My "evidence" is simply that, if it's manufactured on Samsung N8, I personally find it extremely unlikely that they would be able to run all 12 SMs in portable mode and manage an acceptable battery life. You're welcome to disagree with that. If it's on a better manufacturing process, or is just a physically larger device than Switch, and therefore able to fit a much larger battery, then potentially they could run all 12 SMs in portable mode, but on N8 and with a ~5000mAh battery I don't see all 12 SMs being viable in portable mode.
Incidentally, the things you mention aren't really all that different to the current Switch, as developers already have to perform a mode change when docking or undocking, changing resolutions, graphical effects, managing changes to available GPU resources and bandwidth, etc. The only issue I could see is if developers on Switch are able to assign warps to individual SMs. This isn't a thing on PC, for obvious reasons, but might be the case in the console space. This might require developers to have separate sets of SM affinity mappings for docked and handheld, although if it were a clean cut from 12 SMs to 6, then Nintendo could just implement a system level modulo 6 operation on SM affinity in portable mode (eg if a warp was assigned to SM 9, it would go to SM 3 in portable mode), which would keep warps together and evenly distributed without additional developer effort.
Thanks for the additional context on this. Out of interest, does it explicitly state that FLCG stands for first-level clock gating, or are you implying it? It just strikes me as a bit odd that they would add something called second-level clock gating and only years later add first-level clock gating. Unless, as you say FLCG was something that already existed in some form but was never really utilised or exposed.

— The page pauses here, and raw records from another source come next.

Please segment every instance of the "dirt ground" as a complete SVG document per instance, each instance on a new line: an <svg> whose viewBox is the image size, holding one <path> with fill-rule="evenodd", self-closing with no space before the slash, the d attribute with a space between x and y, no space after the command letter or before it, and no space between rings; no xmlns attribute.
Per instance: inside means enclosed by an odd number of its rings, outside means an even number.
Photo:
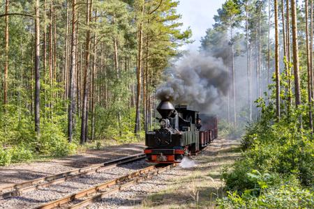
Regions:
<svg viewBox="0 0 314 209"><path fill-rule="evenodd" d="M144 145L130 144L89 150L66 157L0 167L0 187L103 163L112 159L143 153Z"/></svg>

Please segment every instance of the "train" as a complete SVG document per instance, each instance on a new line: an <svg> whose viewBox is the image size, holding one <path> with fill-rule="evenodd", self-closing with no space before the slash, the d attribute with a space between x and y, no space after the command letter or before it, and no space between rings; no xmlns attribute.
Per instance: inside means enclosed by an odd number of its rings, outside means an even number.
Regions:
<svg viewBox="0 0 314 209"><path fill-rule="evenodd" d="M188 105L174 107L170 101L161 101L156 110L161 116L156 118L160 128L145 134L144 153L149 162L179 163L218 137L216 116L200 114Z"/></svg>

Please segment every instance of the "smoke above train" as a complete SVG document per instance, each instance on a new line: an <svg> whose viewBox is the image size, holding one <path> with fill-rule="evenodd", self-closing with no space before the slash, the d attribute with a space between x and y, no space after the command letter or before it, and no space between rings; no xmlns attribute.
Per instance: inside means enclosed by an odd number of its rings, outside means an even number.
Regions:
<svg viewBox="0 0 314 209"><path fill-rule="evenodd" d="M230 86L221 58L201 54L184 57L167 70L156 96L174 104L188 104L202 112L219 109Z"/></svg>

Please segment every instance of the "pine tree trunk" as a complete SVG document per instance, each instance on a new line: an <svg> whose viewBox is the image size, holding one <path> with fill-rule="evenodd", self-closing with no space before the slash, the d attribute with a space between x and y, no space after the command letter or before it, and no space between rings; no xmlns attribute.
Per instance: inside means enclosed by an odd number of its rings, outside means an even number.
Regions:
<svg viewBox="0 0 314 209"><path fill-rule="evenodd" d="M144 1L142 1L142 16L144 14ZM135 127L134 132L137 134L140 130L140 102L141 102L141 86L142 86L142 45L143 42L143 22L139 24L138 29L138 44L137 44L137 95L136 95L136 116L135 116Z"/></svg>
<svg viewBox="0 0 314 209"><path fill-rule="evenodd" d="M95 17L95 22L97 21L97 10L96 11L96 17ZM97 40L97 33L95 32L94 33L94 61L93 61L93 70L91 72L91 140L94 141L95 139L95 103L96 103L96 82L95 82L95 73L96 73L96 40Z"/></svg>
<svg viewBox="0 0 314 209"><path fill-rule="evenodd" d="M279 81L279 40L278 24L278 0L274 1L275 8L275 76L276 76L276 115L277 119L281 118L280 109L280 81Z"/></svg>
<svg viewBox="0 0 314 209"><path fill-rule="evenodd" d="M313 0L311 0L311 29L310 29L310 76L311 76L311 102L314 94L313 85Z"/></svg>
<svg viewBox="0 0 314 209"><path fill-rule="evenodd" d="M310 61L310 47L308 41L308 1L305 1L306 10L306 66L308 71L308 120L309 126L313 134L313 118L312 118L312 89L311 88L311 61Z"/></svg>
<svg viewBox="0 0 314 209"><path fill-rule="evenodd" d="M9 0L6 0L6 14L8 13ZM5 61L4 61L4 77L3 77L3 104L8 104L8 19L9 16L4 17L6 22L5 36Z"/></svg>
<svg viewBox="0 0 314 209"><path fill-rule="evenodd" d="M233 38L232 28L230 29L231 40ZM236 103L236 89L235 89L235 71L234 71L234 52L233 42L231 44L231 70L232 71L232 96L233 96L233 115L234 125L237 127L237 103Z"/></svg>
<svg viewBox="0 0 314 209"><path fill-rule="evenodd" d="M38 137L40 134L40 31L39 31L39 0L35 1L35 131Z"/></svg>
<svg viewBox="0 0 314 209"><path fill-rule="evenodd" d="M248 1L246 1L246 67L248 68L248 120L252 121L252 106L251 105L251 72L250 72L250 59L249 59L249 40L248 40Z"/></svg>
<svg viewBox="0 0 314 209"><path fill-rule="evenodd" d="M271 5L270 0L268 0L268 37L267 37L267 84L270 84L270 28L271 28Z"/></svg>
<svg viewBox="0 0 314 209"><path fill-rule="evenodd" d="M286 1L286 20L287 20L287 61L288 63L290 63L290 10L289 7L289 2L290 1ZM288 68L288 112L290 111L290 108L291 105L292 104L292 100L291 98L291 69L290 68Z"/></svg>
<svg viewBox="0 0 314 209"><path fill-rule="evenodd" d="M297 4L295 0L291 0L291 15L292 24L292 49L293 70L294 75L295 105L301 104L300 75L299 70L299 47L297 38Z"/></svg>
<svg viewBox="0 0 314 209"><path fill-rule="evenodd" d="M63 82L64 82L64 94L63 100L67 100L68 95L68 1L66 3L66 37L65 37L65 46L64 46L64 69L63 69Z"/></svg>
<svg viewBox="0 0 314 209"><path fill-rule="evenodd" d="M88 79L89 79L89 46L91 43L91 31L89 29L89 20L91 16L91 3L92 0L87 0L87 13L86 26L88 27L85 42L85 65L84 68L84 82L83 82L83 104L82 108L82 123L81 123L81 140L80 144L83 144L86 141L87 132L87 98L88 98Z"/></svg>
<svg viewBox="0 0 314 209"><path fill-rule="evenodd" d="M73 86L74 77L73 72L75 71L76 65L76 0L72 0L72 31L71 31L71 52L70 52L70 61L69 70L69 89L68 89L68 137L70 142L73 139Z"/></svg>

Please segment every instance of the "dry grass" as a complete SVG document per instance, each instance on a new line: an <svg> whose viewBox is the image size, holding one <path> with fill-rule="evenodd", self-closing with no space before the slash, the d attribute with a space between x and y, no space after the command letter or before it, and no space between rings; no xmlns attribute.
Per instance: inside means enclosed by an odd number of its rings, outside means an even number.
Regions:
<svg viewBox="0 0 314 209"><path fill-rule="evenodd" d="M220 139L223 140L223 139ZM218 141L217 141L218 142ZM172 180L165 190L147 196L142 208L214 208L216 199L225 196L220 173L239 157L239 145L225 142L197 157L198 165L188 174Z"/></svg>

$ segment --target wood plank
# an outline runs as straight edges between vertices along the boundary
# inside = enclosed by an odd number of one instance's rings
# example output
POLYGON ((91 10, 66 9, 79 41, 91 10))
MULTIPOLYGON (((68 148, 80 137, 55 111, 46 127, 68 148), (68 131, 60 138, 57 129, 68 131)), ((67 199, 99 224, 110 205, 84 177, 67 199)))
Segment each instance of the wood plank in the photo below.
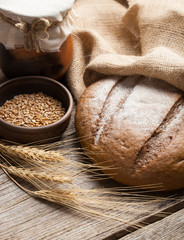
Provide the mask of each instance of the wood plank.
MULTIPOLYGON (((72 132, 75 135, 74 114, 75 111, 73 111, 71 123, 65 136, 66 138, 68 133, 72 132)), ((87 183, 87 178, 88 176, 80 179, 79 182, 81 186, 86 185, 89 188, 120 186, 112 180, 103 182, 89 181, 87 183)), ((160 213, 169 208, 171 213, 181 209, 182 206, 179 205, 178 207, 177 203, 179 204, 184 200, 184 191, 176 191, 175 195, 178 199, 172 201, 167 199, 156 202, 150 201, 148 204, 142 206, 140 202, 137 201, 131 213, 129 209, 124 210, 124 212, 120 209, 119 213, 122 214, 122 218, 130 223, 128 227, 125 223, 111 219, 87 217, 57 204, 34 199, 18 188, 4 172, 0 170, 0 239, 118 239, 127 234, 127 228, 131 231, 135 230, 132 227, 133 221, 142 222, 143 219, 147 218, 147 222, 150 223, 151 221, 148 217, 151 215, 155 216, 157 215, 156 213, 160 213), (140 206, 139 209, 138 206, 140 206)), ((147 196, 147 194, 145 194, 145 196, 147 196)), ((155 198, 156 196, 165 197, 167 194, 155 193, 155 198)), ((122 202, 123 200, 122 198, 122 202)), ((110 214, 111 211, 107 209, 106 213, 110 214)), ((150 218, 152 222, 163 217, 157 216, 153 218, 153 216, 150 218)), ((181 219, 179 219, 177 224, 180 224, 180 221, 181 219)))
POLYGON ((173 213, 161 221, 150 224, 121 240, 181 240, 184 239, 184 209, 173 213))

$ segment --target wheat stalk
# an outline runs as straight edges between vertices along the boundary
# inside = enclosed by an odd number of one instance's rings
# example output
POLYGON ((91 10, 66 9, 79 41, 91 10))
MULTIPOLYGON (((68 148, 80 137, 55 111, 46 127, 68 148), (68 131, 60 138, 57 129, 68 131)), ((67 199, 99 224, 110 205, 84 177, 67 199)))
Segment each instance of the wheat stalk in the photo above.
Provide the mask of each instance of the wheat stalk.
MULTIPOLYGON (((74 150, 76 151, 76 149, 74 150)), ((69 155, 75 155, 71 148, 66 152, 69 155)), ((67 154, 64 156, 61 150, 52 150, 48 146, 41 149, 32 146, 10 145, 1 141, 0 153, 2 162, 0 167, 28 194, 80 211, 86 216, 96 216, 138 226, 137 223, 132 223, 132 216, 135 212, 149 215, 154 211, 154 203, 170 200, 144 195, 136 188, 130 187, 81 188, 80 184, 76 183, 75 176, 78 180, 80 174, 85 175, 90 172, 94 173, 95 176, 103 177, 103 174, 97 172, 102 167, 98 168, 98 165, 94 166, 90 163, 78 163, 67 158, 67 154), (24 188, 12 175, 28 181, 36 190, 31 191, 24 188), (59 183, 59 185, 52 185, 53 183, 59 183), (140 200, 139 204, 138 200, 140 200), (145 208, 145 206, 147 207, 145 208), (113 214, 106 213, 109 209, 113 214)), ((77 154, 81 154, 80 149, 77 154)), ((154 185, 147 186, 147 191, 153 191, 154 187, 154 185)), ((156 187, 158 188, 158 186, 156 187)))

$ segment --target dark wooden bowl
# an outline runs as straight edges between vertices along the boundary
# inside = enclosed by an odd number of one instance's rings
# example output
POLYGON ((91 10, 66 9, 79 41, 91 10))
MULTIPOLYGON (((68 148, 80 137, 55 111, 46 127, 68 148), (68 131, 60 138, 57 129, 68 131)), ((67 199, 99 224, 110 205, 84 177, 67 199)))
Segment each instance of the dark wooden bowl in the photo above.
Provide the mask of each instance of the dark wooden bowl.
POLYGON ((56 80, 41 76, 26 76, 8 80, 0 85, 0 106, 18 94, 43 92, 62 103, 65 115, 57 122, 43 127, 22 127, 0 118, 0 138, 18 143, 56 140, 66 130, 73 109, 73 98, 68 89, 56 80))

Looking into this, there's actually an additional clock gating mode, BLCG (block level clock gating). The info I can find on this seems to suggest it was the first type of clock gating implemented by Nvidia, and seems to operate at a very high level. The next level is then SLCG (second level clock gating), which is lower level. Incidentally, I found
this commit for T210 (Tegra X1) which adds support for SLCG on T210 within Linux, and in the case of this particular commit for T210, it looks like SLCG just covers interfaces, codec blocks, and soforth, rather than core GPU logic. The code you link, by the way, isn't actually driver source code, it's a verilog file for Nvidia's DLA hardware. It's likely Nvidia use the same conventions for what counts as SLCG there, though. My guess is that FLCG would then probably operate at a lower level again.
In any case, it's interesting that there is at least one Ada GPU feature which is supported in Drake but didn't make it into Orin. So if Orin's GPU is a half-step between Ampere and Ada, Drake's is maybe a two-thirds step.
Honestly I don't know. But there are two separate questions there. The first is what performance is required to get Death Stranding itself to render the image data that gets fed into DLSS, and the second is what performance is required to get DLSS to bring that up to 4K. Either of these could be the bottleneck. On the first question, that's entirely on a game-by-game basis. The second question is much more predictable, and Digital Foundry has a good video looking into it for a potential Switch Pro/2. However, there's also the possibility that the DLSS used on the new Switch won't be identical to the PC version, and it may have been optimised to perform better at the cost of a bit of image quality. So in that case the answer would change again.